One of Scherer’s Democratic sources hinted at this untapped GOP white-collar opportunity when he admitted the suburbs are a Democratic weak point:

“We won back the House and the White House in the suburbs, but my sense is we are leasing that support — we don’t own it,” said Robby Mook, the manager of Hillary Clinton’s 2016 campaign who led the House Majority PAC this cycle. “With Trump gone, that lease is up for renewal. If we don’t hold on to our gains in the suburbs or replace it by winning back working-class White voters, we will have a problem.”

But that Democratic gain may be difficult, admitted Scherer, the progressive Washington Post writer: “A broad swath of Americans … had an opposite allergic reaction to what Democrats were selling.”

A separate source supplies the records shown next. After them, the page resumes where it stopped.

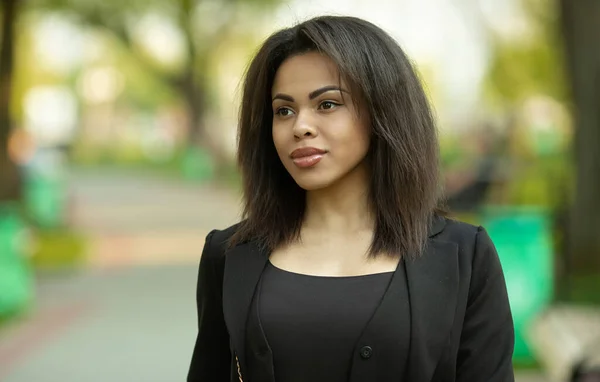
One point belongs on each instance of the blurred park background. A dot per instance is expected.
(117, 150)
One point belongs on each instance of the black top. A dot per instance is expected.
(443, 306)
(312, 323)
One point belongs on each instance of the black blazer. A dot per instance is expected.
(459, 325)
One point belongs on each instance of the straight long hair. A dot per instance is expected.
(404, 189)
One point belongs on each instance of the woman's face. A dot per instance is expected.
(317, 131)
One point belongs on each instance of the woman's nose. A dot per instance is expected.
(305, 126)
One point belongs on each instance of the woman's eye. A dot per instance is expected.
(328, 105)
(283, 112)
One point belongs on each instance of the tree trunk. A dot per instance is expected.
(580, 21)
(194, 91)
(9, 175)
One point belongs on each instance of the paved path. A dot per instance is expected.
(130, 315)
(131, 219)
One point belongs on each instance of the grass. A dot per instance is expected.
(58, 249)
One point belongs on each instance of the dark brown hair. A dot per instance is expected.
(403, 156)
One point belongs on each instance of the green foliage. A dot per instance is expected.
(531, 65)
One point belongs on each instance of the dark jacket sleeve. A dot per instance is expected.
(487, 339)
(211, 358)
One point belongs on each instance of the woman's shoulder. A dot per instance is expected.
(475, 247)
(217, 241)
(467, 236)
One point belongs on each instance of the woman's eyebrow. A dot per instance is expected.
(312, 95)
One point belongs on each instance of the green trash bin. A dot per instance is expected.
(16, 285)
(45, 199)
(45, 191)
(523, 238)
(197, 165)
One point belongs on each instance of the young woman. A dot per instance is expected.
(343, 269)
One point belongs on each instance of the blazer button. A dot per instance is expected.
(366, 352)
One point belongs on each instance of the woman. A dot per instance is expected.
(343, 270)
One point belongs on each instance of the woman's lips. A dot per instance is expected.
(308, 161)
(307, 156)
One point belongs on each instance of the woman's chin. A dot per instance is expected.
(312, 183)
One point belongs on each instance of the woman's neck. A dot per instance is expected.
(342, 208)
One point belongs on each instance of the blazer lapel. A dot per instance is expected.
(433, 288)
(243, 267)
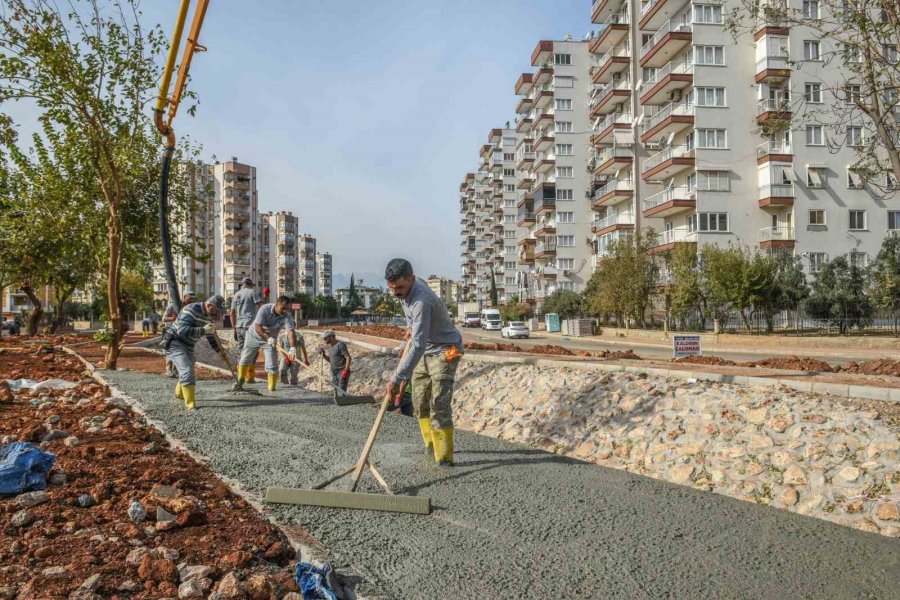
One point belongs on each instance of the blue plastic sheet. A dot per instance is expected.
(313, 581)
(23, 467)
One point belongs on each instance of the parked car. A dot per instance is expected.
(515, 329)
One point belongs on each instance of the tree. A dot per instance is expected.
(92, 72)
(860, 37)
(838, 295)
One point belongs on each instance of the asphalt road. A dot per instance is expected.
(514, 522)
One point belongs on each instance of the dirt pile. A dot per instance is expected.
(123, 510)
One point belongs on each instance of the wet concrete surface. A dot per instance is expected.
(514, 522)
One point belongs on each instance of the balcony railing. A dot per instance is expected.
(670, 26)
(681, 192)
(673, 108)
(774, 234)
(675, 67)
(667, 154)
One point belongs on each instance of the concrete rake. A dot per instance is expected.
(388, 502)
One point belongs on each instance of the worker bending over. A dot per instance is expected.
(264, 334)
(195, 321)
(338, 357)
(289, 366)
(430, 360)
(169, 316)
(244, 306)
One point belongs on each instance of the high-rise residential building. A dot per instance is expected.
(323, 273)
(306, 278)
(552, 151)
(697, 134)
(237, 246)
(280, 239)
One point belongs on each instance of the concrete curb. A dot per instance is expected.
(841, 390)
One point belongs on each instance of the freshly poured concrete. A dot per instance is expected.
(515, 522)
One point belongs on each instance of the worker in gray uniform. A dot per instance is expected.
(169, 316)
(338, 357)
(431, 358)
(244, 305)
(196, 320)
(263, 333)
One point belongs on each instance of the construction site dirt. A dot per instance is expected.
(107, 457)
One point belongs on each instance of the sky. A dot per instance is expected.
(363, 117)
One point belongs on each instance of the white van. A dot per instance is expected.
(490, 319)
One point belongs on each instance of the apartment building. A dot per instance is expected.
(281, 250)
(323, 274)
(695, 134)
(306, 275)
(553, 150)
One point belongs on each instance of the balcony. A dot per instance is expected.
(604, 129)
(669, 119)
(612, 159)
(773, 69)
(776, 238)
(605, 99)
(774, 150)
(668, 162)
(673, 76)
(607, 64)
(613, 193)
(776, 195)
(670, 201)
(613, 222)
(671, 39)
(612, 31)
(670, 237)
(773, 109)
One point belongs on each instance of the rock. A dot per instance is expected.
(136, 512)
(229, 588)
(22, 518)
(888, 512)
(794, 475)
(789, 497)
(32, 499)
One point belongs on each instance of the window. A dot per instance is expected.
(711, 138)
(709, 222)
(893, 220)
(813, 93)
(817, 217)
(708, 13)
(709, 55)
(816, 260)
(709, 96)
(711, 181)
(814, 135)
(815, 177)
(811, 50)
(810, 9)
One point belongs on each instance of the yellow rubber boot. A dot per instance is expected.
(425, 428)
(189, 392)
(443, 446)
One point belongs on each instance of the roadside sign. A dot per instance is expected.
(686, 345)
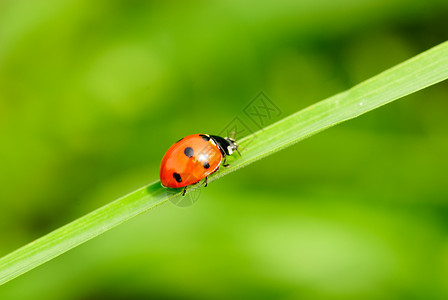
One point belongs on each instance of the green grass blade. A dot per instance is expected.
(415, 74)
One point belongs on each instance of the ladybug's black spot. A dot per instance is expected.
(205, 137)
(189, 152)
(177, 177)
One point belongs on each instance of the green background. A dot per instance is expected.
(92, 93)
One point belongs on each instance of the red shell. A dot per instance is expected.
(190, 165)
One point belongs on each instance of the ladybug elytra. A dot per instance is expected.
(194, 158)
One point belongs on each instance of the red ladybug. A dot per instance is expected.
(193, 158)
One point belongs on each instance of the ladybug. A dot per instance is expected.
(194, 158)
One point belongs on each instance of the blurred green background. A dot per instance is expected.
(92, 93)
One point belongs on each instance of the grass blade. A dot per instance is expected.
(424, 70)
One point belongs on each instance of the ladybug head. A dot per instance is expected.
(226, 145)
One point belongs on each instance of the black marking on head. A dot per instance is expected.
(189, 152)
(177, 177)
(205, 137)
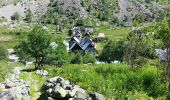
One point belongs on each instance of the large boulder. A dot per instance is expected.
(59, 88)
(14, 88)
(42, 72)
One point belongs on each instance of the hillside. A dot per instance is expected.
(84, 49)
(115, 12)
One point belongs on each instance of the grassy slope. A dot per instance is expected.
(114, 81)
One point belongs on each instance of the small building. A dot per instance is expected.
(85, 44)
(81, 40)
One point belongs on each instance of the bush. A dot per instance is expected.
(28, 17)
(3, 53)
(88, 58)
(80, 57)
(77, 58)
(15, 16)
(112, 51)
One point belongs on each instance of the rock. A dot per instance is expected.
(97, 96)
(60, 92)
(42, 72)
(15, 88)
(58, 88)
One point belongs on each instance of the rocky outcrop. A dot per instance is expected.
(42, 72)
(14, 88)
(58, 89)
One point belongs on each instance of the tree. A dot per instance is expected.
(57, 55)
(112, 51)
(15, 16)
(164, 33)
(28, 16)
(3, 53)
(137, 47)
(36, 46)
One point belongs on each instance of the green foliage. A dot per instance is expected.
(15, 16)
(28, 17)
(137, 48)
(138, 19)
(58, 56)
(112, 51)
(3, 53)
(77, 58)
(36, 45)
(80, 57)
(114, 81)
(88, 58)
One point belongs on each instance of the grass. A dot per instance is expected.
(6, 67)
(114, 34)
(114, 81)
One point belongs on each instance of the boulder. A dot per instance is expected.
(59, 88)
(97, 96)
(60, 92)
(42, 72)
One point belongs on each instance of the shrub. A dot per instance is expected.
(77, 58)
(15, 16)
(3, 53)
(88, 58)
(112, 51)
(80, 57)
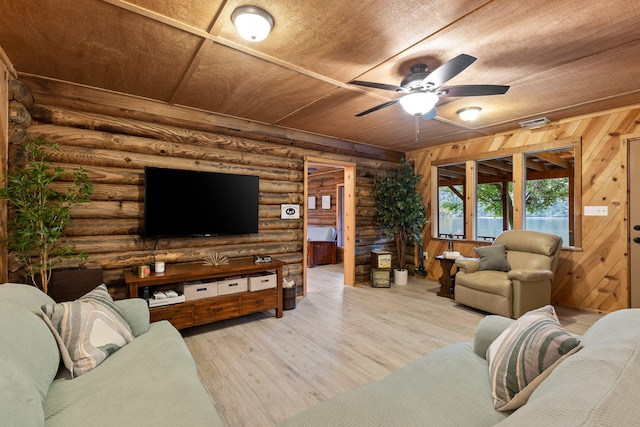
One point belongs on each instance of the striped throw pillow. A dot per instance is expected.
(525, 354)
(87, 330)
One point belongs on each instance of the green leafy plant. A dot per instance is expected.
(39, 212)
(399, 207)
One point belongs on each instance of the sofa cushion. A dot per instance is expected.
(88, 330)
(525, 354)
(150, 382)
(29, 358)
(449, 386)
(598, 386)
(493, 257)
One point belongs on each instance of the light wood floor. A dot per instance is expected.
(261, 370)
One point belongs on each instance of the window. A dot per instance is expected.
(451, 184)
(545, 196)
(494, 197)
(548, 195)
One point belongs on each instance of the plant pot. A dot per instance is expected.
(400, 276)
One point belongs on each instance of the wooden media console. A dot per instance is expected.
(210, 309)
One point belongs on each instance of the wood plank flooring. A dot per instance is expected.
(261, 370)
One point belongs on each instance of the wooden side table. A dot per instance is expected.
(447, 280)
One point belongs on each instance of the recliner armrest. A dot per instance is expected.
(468, 265)
(530, 275)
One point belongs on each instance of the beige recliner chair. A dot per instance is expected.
(510, 288)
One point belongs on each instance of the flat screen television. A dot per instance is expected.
(180, 203)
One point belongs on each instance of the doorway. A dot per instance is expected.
(342, 210)
(634, 222)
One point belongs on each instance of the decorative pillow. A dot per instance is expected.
(493, 257)
(525, 354)
(88, 330)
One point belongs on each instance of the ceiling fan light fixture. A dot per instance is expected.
(534, 124)
(469, 114)
(253, 24)
(419, 103)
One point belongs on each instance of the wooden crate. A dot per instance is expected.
(381, 277)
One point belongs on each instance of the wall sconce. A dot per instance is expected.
(253, 24)
(469, 114)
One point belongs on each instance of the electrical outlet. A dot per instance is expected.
(596, 210)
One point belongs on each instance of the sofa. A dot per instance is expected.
(151, 381)
(511, 276)
(595, 386)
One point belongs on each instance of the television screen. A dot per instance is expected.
(193, 203)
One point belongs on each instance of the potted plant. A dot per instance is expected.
(39, 211)
(400, 211)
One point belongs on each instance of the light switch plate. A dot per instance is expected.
(596, 210)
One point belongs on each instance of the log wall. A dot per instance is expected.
(593, 276)
(115, 144)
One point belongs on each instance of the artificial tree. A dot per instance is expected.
(399, 207)
(39, 212)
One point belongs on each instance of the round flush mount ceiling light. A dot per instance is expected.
(419, 103)
(469, 114)
(253, 24)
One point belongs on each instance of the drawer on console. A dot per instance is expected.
(232, 286)
(259, 282)
(258, 301)
(216, 309)
(180, 315)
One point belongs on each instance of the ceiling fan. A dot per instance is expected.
(423, 89)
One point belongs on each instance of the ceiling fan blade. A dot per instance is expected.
(378, 107)
(447, 71)
(430, 114)
(472, 90)
(376, 85)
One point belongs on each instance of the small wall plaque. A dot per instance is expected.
(289, 211)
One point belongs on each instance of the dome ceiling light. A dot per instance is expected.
(253, 24)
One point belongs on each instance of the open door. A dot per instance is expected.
(347, 216)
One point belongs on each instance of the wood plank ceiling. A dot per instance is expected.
(561, 59)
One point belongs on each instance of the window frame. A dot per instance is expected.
(519, 185)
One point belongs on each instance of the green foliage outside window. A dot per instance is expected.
(38, 213)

Biden’s pro-migration, cheap-labor policies are very unpopular, including among legal immigrants. Many polls show that the public says it welcomes legal migrants — but also much prefers that new jobs go to Americans first. In April 2020, a Washington Post poll showed that 69 percent of Hispanics said yes when they were asked, “Would you support … temporarily blocking nearly all immigration into the United States during the coronavirus outbreak?” Just 30 percent of Hispanics opposed the border shutdown. The polls also show that the public strongly opposes the white-collar visa worker programs that boost Fortune 500 stock prices by suppressing technological competition and job opportunities for American graduates.

“One of the big questions is whether a Trumpist 2024 candidate can be a little bit milder so as to not alienate the suburbs, yet still inspire the low-propensity Republicans to vote at 2020 levels,” said J.J. Balaban, a Democratic strategist in Pennsylvania,” told the New York Times in November. “If they can pull that off, it’s going to be a very hard environment for Democrats.”